Re: [RFC PATCH] Add split_lock

2021-04-09 Thread Thomas Gleixner
On Thu, Apr 08 2021 at 12:18, Peter Zijlstra wrote:
> On Thu, Apr 08, 2021 at 06:23:38AM +0100, Matthew Wilcox (Oracle) wrote:
>> bit_spinlocks are horrible on RT because there's absolutely nowhere
>> to put the mutex to sleep on.  They also do not participate in lockdep
>> because there's nowhere to put the map.
>> 
>> Most (all?) bit spinlocks are actually a split lock; logically they
>> could be treated as a single spinlock, but for performance, we want to
>> split the lock over many objects.  Introduce the split_lock as somewhere
>> to store the lockdep map and as somewhere that the RT kernel can put
>> a mutex.  It may also let us store a ticket lock for better performance
>> on non-RT kernels in the future, but I have left the current cpu_relax()
>> implementation intact for now.
>
> I think I like it, but I'm not sure it'll work for RT as is. It's a bit
> like qrwlock in that it only uses the internal (split) lock for
> contention, but that doesn't work for PI.
>
> I've not recently looked at RT, but I think they simply used to bloat a
> number of the data structures with a real lock. Sebastian and Thomas
> will know better.

Correct, but it depends on the nature of the bit spinlock and the lock
held times. Some of them we just keep as is as it's not worth the
trouble.

Thanks,

tglx


Re: [RFC PATCH] Add split_lock

2021-04-08 Thread Peter Zijlstra
On Thu, Apr 08, 2021 at 06:23:38AM +0100, Matthew Wilcox (Oracle) wrote:
> bit_spinlocks are horrible on RT because there's absolutely nowhere
> to put the mutex to sleep on.  They also do not participate in lockdep
> because there's nowhere to put the map.
> 
> Most (all?) bit spinlocks are actually a split lock; logically they
> could be treated as a single spinlock, but for performance, we want to
> split the lock over many objects.  Introduce the split_lock as somewhere
> to store the lockdep map and as somewhere that the RT kernel can put
> a mutex.  It may also let us store a ticket lock for better performance
> on non-RT kernels in the future, but I have left the current cpu_relax()
> implementation intact for now.

I think I like it, but I'm not sure it'll work for RT as is. It's a bit
like qrwlock in that it only uses the internal (split) lock for
contention, but that doesn't work for PI.

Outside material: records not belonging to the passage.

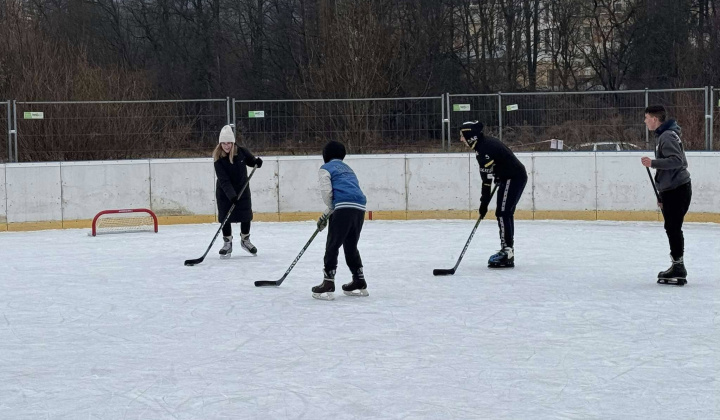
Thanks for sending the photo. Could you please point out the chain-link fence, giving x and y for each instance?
(598, 120)
(398, 125)
(582, 120)
(95, 130)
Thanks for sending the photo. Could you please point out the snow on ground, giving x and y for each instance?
(116, 327)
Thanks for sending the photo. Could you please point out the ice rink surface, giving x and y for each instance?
(116, 327)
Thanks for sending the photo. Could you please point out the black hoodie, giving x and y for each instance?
(670, 160)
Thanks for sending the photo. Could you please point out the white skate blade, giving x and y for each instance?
(248, 250)
(324, 296)
(673, 281)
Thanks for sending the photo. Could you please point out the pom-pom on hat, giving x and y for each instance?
(226, 135)
(333, 150)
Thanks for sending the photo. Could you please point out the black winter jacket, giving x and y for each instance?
(231, 177)
(670, 160)
(495, 158)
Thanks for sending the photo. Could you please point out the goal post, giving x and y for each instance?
(124, 221)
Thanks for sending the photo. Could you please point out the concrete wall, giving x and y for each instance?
(573, 185)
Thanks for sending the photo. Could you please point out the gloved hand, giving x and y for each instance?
(483, 209)
(322, 221)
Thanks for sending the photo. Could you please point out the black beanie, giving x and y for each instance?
(472, 131)
(333, 150)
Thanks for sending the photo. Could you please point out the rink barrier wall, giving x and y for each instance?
(569, 185)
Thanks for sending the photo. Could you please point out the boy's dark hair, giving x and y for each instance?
(333, 150)
(657, 111)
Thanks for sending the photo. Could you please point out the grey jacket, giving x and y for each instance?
(670, 160)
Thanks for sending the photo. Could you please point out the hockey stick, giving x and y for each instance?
(657, 195)
(451, 271)
(266, 283)
(199, 260)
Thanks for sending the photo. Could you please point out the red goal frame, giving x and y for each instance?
(139, 210)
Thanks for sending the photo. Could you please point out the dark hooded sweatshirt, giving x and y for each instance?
(670, 160)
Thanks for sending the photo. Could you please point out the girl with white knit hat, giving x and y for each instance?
(231, 162)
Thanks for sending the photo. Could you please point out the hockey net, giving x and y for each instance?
(124, 221)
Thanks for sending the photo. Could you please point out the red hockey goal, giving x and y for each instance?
(125, 220)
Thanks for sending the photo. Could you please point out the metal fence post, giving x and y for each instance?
(234, 117)
(708, 141)
(227, 110)
(647, 132)
(442, 120)
(447, 95)
(712, 116)
(500, 115)
(9, 130)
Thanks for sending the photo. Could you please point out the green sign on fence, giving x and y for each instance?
(34, 115)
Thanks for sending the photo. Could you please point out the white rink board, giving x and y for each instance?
(382, 179)
(437, 182)
(298, 184)
(568, 181)
(90, 187)
(264, 187)
(564, 181)
(33, 192)
(182, 186)
(623, 184)
(705, 175)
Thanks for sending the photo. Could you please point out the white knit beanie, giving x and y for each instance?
(226, 135)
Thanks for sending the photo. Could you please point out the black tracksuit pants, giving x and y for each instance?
(508, 195)
(676, 203)
(344, 230)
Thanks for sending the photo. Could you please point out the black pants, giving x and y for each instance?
(508, 195)
(344, 230)
(675, 205)
(244, 228)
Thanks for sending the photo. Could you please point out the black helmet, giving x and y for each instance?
(333, 150)
(472, 132)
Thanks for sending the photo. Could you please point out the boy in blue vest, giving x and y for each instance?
(345, 214)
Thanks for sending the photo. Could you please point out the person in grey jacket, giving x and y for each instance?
(672, 180)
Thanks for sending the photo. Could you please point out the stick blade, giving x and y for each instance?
(266, 283)
(195, 261)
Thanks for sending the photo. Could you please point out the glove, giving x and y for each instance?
(483, 210)
(322, 221)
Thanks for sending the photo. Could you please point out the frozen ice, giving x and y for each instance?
(116, 327)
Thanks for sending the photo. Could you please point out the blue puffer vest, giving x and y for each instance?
(346, 188)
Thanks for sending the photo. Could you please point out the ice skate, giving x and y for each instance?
(675, 275)
(504, 258)
(357, 287)
(226, 250)
(324, 291)
(246, 244)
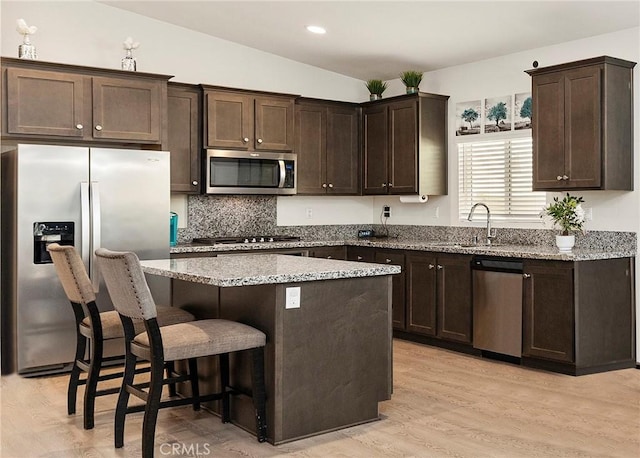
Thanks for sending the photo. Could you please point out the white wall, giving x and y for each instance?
(83, 32)
(87, 33)
(503, 76)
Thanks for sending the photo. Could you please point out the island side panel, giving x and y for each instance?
(336, 355)
(333, 360)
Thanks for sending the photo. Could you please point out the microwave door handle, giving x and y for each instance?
(84, 222)
(96, 236)
(283, 173)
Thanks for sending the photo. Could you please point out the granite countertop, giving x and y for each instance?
(259, 269)
(505, 250)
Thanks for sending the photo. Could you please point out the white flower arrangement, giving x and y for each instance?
(566, 214)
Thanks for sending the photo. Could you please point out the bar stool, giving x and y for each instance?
(185, 341)
(96, 327)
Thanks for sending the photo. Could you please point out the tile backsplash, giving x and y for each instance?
(215, 216)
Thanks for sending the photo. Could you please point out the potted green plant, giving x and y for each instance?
(376, 88)
(411, 79)
(567, 215)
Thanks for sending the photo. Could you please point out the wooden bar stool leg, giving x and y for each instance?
(95, 365)
(123, 398)
(170, 371)
(224, 383)
(195, 388)
(259, 392)
(152, 406)
(72, 390)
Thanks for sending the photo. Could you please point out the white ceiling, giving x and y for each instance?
(380, 39)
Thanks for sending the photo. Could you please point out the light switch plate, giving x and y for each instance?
(292, 298)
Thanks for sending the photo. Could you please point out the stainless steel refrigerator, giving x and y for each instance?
(87, 197)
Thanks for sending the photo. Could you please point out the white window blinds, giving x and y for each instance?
(499, 174)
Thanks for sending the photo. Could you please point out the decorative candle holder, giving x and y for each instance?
(26, 50)
(129, 62)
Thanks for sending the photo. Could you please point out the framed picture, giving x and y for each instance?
(497, 112)
(468, 117)
(522, 111)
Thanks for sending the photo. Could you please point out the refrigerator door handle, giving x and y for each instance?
(85, 218)
(95, 228)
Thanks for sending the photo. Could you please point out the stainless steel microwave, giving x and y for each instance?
(250, 172)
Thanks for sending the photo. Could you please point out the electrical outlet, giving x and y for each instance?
(588, 214)
(292, 298)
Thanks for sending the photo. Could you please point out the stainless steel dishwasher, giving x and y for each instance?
(497, 305)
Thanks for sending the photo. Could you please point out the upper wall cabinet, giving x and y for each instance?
(183, 125)
(237, 119)
(583, 125)
(327, 147)
(63, 102)
(405, 145)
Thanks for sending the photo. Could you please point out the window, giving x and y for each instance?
(499, 173)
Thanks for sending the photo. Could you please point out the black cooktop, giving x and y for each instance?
(248, 239)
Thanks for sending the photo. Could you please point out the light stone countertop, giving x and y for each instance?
(511, 251)
(259, 269)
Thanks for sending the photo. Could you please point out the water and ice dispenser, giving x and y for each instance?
(45, 233)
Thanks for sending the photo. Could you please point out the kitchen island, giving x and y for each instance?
(328, 326)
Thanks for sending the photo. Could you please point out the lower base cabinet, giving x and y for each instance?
(439, 295)
(578, 317)
(395, 257)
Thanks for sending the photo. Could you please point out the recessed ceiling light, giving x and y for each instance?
(316, 29)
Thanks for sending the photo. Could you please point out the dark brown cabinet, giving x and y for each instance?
(439, 295)
(548, 310)
(327, 147)
(395, 257)
(237, 119)
(583, 125)
(328, 252)
(405, 145)
(578, 317)
(183, 124)
(64, 102)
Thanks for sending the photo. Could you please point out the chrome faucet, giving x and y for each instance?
(490, 233)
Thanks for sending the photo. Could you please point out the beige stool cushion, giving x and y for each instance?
(112, 326)
(201, 338)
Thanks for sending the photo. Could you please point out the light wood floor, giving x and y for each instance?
(444, 405)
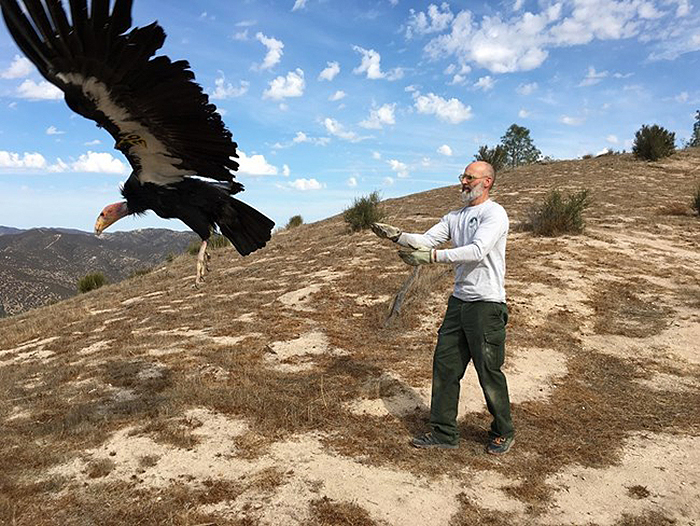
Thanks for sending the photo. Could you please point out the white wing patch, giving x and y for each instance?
(157, 164)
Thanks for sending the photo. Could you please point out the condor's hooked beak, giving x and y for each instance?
(109, 215)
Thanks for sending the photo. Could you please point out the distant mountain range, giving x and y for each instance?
(42, 265)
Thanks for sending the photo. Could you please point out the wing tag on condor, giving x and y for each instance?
(130, 140)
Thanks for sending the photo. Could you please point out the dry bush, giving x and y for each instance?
(294, 222)
(652, 143)
(363, 212)
(674, 209)
(91, 281)
(557, 216)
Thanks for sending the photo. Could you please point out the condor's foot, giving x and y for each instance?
(202, 264)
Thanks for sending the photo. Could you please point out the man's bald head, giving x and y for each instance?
(481, 169)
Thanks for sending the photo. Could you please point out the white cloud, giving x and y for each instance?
(527, 89)
(225, 90)
(318, 141)
(290, 86)
(20, 67)
(254, 165)
(90, 162)
(301, 138)
(335, 128)
(332, 69)
(241, 35)
(400, 168)
(371, 66)
(452, 110)
(593, 77)
(521, 39)
(437, 19)
(485, 83)
(337, 96)
(274, 50)
(42, 91)
(370, 63)
(445, 150)
(380, 116)
(572, 121)
(95, 162)
(306, 184)
(24, 161)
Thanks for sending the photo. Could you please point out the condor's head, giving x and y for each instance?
(110, 214)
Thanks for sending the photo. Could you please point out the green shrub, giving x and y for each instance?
(91, 281)
(496, 156)
(363, 212)
(557, 216)
(653, 142)
(295, 221)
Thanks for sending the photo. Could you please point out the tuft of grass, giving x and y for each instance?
(215, 241)
(100, 468)
(558, 215)
(91, 281)
(140, 272)
(295, 221)
(653, 142)
(363, 212)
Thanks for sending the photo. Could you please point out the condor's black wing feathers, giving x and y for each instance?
(159, 117)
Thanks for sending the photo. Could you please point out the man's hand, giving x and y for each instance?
(386, 231)
(421, 256)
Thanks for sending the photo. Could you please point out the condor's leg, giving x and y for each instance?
(202, 263)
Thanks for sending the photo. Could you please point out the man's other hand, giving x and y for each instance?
(386, 231)
(422, 256)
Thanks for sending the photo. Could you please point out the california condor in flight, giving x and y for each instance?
(160, 119)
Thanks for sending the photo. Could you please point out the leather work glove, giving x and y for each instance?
(420, 256)
(386, 231)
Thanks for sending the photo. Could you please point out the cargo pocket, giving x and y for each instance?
(495, 348)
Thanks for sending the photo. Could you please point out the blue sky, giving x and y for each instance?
(332, 100)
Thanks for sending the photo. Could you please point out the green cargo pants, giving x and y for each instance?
(471, 331)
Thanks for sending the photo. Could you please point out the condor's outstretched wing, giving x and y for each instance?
(159, 117)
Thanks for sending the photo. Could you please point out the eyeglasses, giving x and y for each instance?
(468, 177)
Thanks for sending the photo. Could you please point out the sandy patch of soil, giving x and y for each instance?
(656, 473)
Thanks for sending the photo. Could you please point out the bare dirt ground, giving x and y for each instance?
(276, 395)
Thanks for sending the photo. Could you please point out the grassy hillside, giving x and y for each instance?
(275, 394)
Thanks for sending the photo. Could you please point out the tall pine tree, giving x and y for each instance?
(519, 146)
(695, 138)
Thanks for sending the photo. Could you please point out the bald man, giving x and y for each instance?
(474, 325)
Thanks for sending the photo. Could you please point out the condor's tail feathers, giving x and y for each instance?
(246, 228)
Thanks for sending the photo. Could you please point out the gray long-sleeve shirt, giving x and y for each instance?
(478, 234)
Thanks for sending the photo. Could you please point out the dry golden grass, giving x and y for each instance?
(143, 353)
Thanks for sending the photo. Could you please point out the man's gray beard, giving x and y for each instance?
(473, 194)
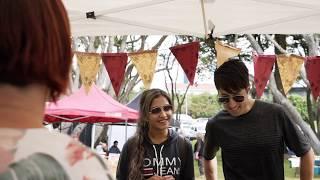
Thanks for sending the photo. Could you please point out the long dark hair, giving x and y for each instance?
(137, 155)
(35, 46)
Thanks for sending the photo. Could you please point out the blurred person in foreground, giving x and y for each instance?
(35, 52)
(114, 148)
(251, 133)
(156, 152)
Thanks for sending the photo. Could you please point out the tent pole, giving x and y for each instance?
(93, 132)
(126, 134)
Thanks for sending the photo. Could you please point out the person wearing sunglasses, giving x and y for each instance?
(251, 133)
(156, 152)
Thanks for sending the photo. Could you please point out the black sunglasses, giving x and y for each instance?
(226, 99)
(157, 110)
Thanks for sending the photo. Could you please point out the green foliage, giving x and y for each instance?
(203, 105)
(301, 105)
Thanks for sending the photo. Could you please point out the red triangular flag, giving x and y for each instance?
(312, 65)
(115, 64)
(187, 56)
(263, 65)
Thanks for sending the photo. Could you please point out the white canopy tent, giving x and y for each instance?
(189, 17)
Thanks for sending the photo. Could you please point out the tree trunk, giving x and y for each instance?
(290, 109)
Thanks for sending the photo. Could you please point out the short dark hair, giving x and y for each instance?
(35, 45)
(232, 76)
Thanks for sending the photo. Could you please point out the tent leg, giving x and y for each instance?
(126, 134)
(93, 132)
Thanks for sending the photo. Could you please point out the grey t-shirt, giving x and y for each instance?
(252, 145)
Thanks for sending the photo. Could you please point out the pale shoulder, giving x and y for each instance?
(56, 150)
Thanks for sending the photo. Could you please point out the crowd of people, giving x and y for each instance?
(35, 51)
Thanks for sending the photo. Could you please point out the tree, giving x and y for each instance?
(281, 99)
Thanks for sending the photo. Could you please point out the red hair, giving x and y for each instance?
(35, 44)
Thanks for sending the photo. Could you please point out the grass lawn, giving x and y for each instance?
(289, 172)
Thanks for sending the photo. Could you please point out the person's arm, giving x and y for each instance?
(211, 169)
(306, 165)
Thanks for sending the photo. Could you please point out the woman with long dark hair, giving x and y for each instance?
(155, 151)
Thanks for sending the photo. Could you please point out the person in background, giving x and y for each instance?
(251, 133)
(156, 152)
(114, 148)
(198, 152)
(35, 52)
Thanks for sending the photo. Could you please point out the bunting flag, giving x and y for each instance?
(289, 67)
(263, 65)
(312, 66)
(224, 52)
(145, 63)
(115, 64)
(89, 66)
(187, 56)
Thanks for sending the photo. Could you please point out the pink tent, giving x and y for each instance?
(96, 106)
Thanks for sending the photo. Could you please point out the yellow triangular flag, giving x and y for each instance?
(289, 68)
(224, 52)
(145, 63)
(89, 65)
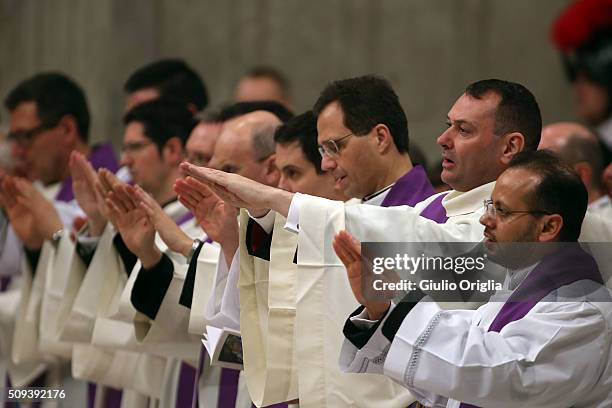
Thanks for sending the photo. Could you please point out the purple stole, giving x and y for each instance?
(101, 156)
(412, 188)
(566, 266)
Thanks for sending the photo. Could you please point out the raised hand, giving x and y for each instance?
(46, 217)
(21, 218)
(133, 224)
(169, 232)
(104, 185)
(216, 217)
(348, 250)
(240, 191)
(84, 179)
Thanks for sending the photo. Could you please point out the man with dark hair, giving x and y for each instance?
(168, 79)
(538, 342)
(263, 83)
(299, 161)
(49, 121)
(579, 147)
(242, 108)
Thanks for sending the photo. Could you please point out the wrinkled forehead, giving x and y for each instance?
(475, 110)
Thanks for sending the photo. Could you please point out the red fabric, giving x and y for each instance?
(575, 25)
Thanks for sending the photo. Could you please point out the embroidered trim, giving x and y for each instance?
(412, 364)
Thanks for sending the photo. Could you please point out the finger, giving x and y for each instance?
(202, 173)
(199, 186)
(123, 197)
(117, 203)
(188, 202)
(130, 193)
(186, 190)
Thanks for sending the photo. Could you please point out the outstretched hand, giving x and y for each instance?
(133, 224)
(21, 218)
(216, 217)
(169, 232)
(240, 191)
(348, 250)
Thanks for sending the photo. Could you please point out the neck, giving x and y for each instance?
(164, 193)
(595, 194)
(392, 170)
(64, 171)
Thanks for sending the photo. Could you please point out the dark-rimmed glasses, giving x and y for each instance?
(330, 148)
(491, 211)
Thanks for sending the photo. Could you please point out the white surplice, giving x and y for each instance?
(558, 355)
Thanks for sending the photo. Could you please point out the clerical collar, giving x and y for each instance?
(376, 194)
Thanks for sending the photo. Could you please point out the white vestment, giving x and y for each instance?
(558, 355)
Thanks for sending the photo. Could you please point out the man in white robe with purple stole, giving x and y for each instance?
(49, 120)
(542, 341)
(165, 295)
(491, 122)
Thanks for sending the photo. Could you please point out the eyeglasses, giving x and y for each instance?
(330, 148)
(134, 147)
(491, 211)
(24, 137)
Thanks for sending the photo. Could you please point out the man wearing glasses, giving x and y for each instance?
(543, 340)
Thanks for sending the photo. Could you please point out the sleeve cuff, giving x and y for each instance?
(266, 222)
(293, 216)
(151, 286)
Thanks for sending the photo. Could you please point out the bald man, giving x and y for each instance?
(579, 147)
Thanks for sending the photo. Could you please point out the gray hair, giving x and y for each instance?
(263, 139)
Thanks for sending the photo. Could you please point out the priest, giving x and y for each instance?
(542, 341)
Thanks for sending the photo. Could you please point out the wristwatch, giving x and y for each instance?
(57, 236)
(194, 247)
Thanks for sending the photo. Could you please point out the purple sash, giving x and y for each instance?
(412, 188)
(101, 156)
(569, 265)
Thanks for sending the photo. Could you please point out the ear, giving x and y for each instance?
(69, 130)
(271, 172)
(383, 137)
(173, 152)
(585, 172)
(514, 143)
(550, 227)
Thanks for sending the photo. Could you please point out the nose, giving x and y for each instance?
(126, 159)
(328, 163)
(445, 139)
(487, 220)
(284, 184)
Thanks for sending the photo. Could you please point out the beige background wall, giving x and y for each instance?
(429, 49)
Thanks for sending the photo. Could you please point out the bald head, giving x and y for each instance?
(246, 146)
(579, 147)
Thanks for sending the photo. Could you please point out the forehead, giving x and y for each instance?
(140, 96)
(475, 110)
(291, 154)
(514, 185)
(134, 132)
(204, 136)
(330, 123)
(24, 116)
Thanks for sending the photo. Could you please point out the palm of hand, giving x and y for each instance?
(216, 217)
(86, 197)
(24, 225)
(136, 230)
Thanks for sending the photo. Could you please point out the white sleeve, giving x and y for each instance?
(552, 357)
(293, 216)
(404, 224)
(223, 307)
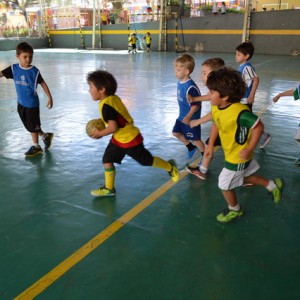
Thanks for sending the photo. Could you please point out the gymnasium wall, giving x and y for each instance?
(272, 32)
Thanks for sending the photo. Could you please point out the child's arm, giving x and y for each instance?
(48, 93)
(187, 119)
(255, 137)
(209, 149)
(250, 99)
(283, 94)
(200, 121)
(111, 128)
(197, 99)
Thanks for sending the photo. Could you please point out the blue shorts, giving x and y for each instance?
(191, 134)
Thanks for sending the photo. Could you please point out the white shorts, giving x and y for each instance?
(228, 179)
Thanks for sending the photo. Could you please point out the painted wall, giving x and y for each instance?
(272, 32)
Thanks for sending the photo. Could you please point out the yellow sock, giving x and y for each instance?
(110, 175)
(161, 164)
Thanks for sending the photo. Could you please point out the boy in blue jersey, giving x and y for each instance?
(243, 54)
(190, 137)
(239, 130)
(296, 94)
(26, 78)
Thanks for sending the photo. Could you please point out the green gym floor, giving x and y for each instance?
(155, 240)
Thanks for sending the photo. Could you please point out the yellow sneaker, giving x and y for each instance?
(174, 173)
(103, 192)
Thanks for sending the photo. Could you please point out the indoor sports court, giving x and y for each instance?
(155, 240)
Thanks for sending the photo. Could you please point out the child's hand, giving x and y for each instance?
(245, 154)
(194, 123)
(250, 100)
(186, 120)
(191, 98)
(276, 98)
(96, 134)
(209, 151)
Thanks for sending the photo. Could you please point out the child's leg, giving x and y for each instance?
(35, 138)
(275, 186)
(182, 138)
(169, 166)
(145, 158)
(234, 210)
(230, 198)
(161, 164)
(200, 145)
(110, 175)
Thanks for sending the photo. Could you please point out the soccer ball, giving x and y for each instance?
(94, 124)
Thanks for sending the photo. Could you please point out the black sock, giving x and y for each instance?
(190, 146)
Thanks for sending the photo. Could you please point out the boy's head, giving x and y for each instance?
(228, 83)
(24, 53)
(211, 64)
(244, 50)
(101, 82)
(24, 47)
(184, 65)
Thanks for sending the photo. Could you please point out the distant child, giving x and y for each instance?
(243, 54)
(215, 9)
(296, 94)
(239, 130)
(209, 65)
(132, 43)
(190, 137)
(126, 138)
(223, 8)
(26, 78)
(148, 41)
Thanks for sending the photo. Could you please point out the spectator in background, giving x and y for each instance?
(223, 8)
(215, 9)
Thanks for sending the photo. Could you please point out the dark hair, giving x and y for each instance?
(214, 63)
(246, 48)
(24, 47)
(103, 79)
(187, 60)
(228, 82)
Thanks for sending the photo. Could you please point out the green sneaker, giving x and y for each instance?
(48, 140)
(33, 151)
(277, 192)
(228, 215)
(174, 173)
(103, 192)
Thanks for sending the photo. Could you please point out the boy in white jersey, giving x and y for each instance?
(296, 94)
(239, 130)
(26, 78)
(243, 54)
(211, 64)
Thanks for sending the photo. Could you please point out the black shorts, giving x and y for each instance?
(30, 118)
(115, 154)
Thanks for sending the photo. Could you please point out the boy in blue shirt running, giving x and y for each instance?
(190, 137)
(26, 78)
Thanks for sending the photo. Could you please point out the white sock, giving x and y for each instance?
(235, 208)
(271, 186)
(203, 169)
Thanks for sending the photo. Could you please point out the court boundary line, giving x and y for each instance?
(44, 282)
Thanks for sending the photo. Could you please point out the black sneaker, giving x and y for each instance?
(33, 151)
(48, 140)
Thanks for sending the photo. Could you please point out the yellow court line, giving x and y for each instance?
(44, 282)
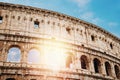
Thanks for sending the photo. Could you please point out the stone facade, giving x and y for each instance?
(94, 52)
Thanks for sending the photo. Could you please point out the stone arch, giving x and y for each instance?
(117, 71)
(10, 79)
(97, 65)
(34, 56)
(108, 69)
(69, 60)
(14, 53)
(84, 62)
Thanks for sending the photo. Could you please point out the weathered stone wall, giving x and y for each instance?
(79, 38)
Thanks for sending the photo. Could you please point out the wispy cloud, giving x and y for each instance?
(112, 24)
(82, 3)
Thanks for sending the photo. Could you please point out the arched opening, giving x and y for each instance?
(92, 38)
(34, 56)
(117, 71)
(97, 65)
(84, 62)
(1, 19)
(10, 79)
(14, 54)
(69, 61)
(108, 69)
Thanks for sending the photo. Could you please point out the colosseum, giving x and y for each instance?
(39, 44)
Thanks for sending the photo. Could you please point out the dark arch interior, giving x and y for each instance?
(84, 62)
(97, 65)
(68, 61)
(117, 71)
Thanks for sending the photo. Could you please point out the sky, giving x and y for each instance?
(104, 13)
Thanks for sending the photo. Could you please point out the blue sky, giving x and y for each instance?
(104, 13)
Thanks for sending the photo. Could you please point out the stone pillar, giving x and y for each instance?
(103, 67)
(113, 70)
(91, 65)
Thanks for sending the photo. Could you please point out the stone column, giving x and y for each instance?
(113, 70)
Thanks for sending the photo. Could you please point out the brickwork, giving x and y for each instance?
(33, 28)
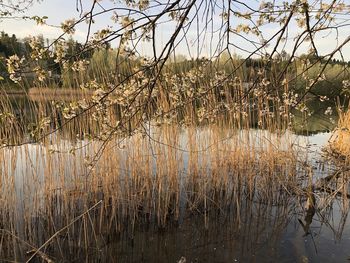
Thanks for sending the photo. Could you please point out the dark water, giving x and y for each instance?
(251, 231)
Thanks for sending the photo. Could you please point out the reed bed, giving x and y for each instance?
(89, 170)
(192, 171)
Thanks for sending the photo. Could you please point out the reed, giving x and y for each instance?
(201, 144)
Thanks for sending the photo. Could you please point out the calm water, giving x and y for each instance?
(253, 232)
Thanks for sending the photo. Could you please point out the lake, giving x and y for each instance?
(200, 193)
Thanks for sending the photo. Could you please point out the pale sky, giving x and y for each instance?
(60, 10)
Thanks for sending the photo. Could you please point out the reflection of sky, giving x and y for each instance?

I've not recently looked at RT, but I think they simply used to bloat a
number of the data structures with a real lock. Sebastian and Thomas
will know better.


[RFC PATCH] Add split_lock

2021-04-07 Thread Matthew Wilcox (Oracle)
bit_spinlocks are horrible on RT because there's absolutely nowhere
to put the mutex to sleep on.  They also do not participate in lockdep
because there's nowhere to put the map.

Most (all?) bit spinlocks are actually a split lock; logically they
could be treated as a single spinlock, but for performance, we want to
split the lock over many objects.  Introduce the split_lock as somewhere
to store the lockdep map and as somewhere that the RT kernel can put
a mutex.  It may also let us store a ticket lock for better performance
on non-RT kernels in the future, but I have left the current cpu_relax()
implementation intact for now.

The API change breaks all users except for the two which have been
converted.  This is an RFC, and I'm willing to fix all the rest.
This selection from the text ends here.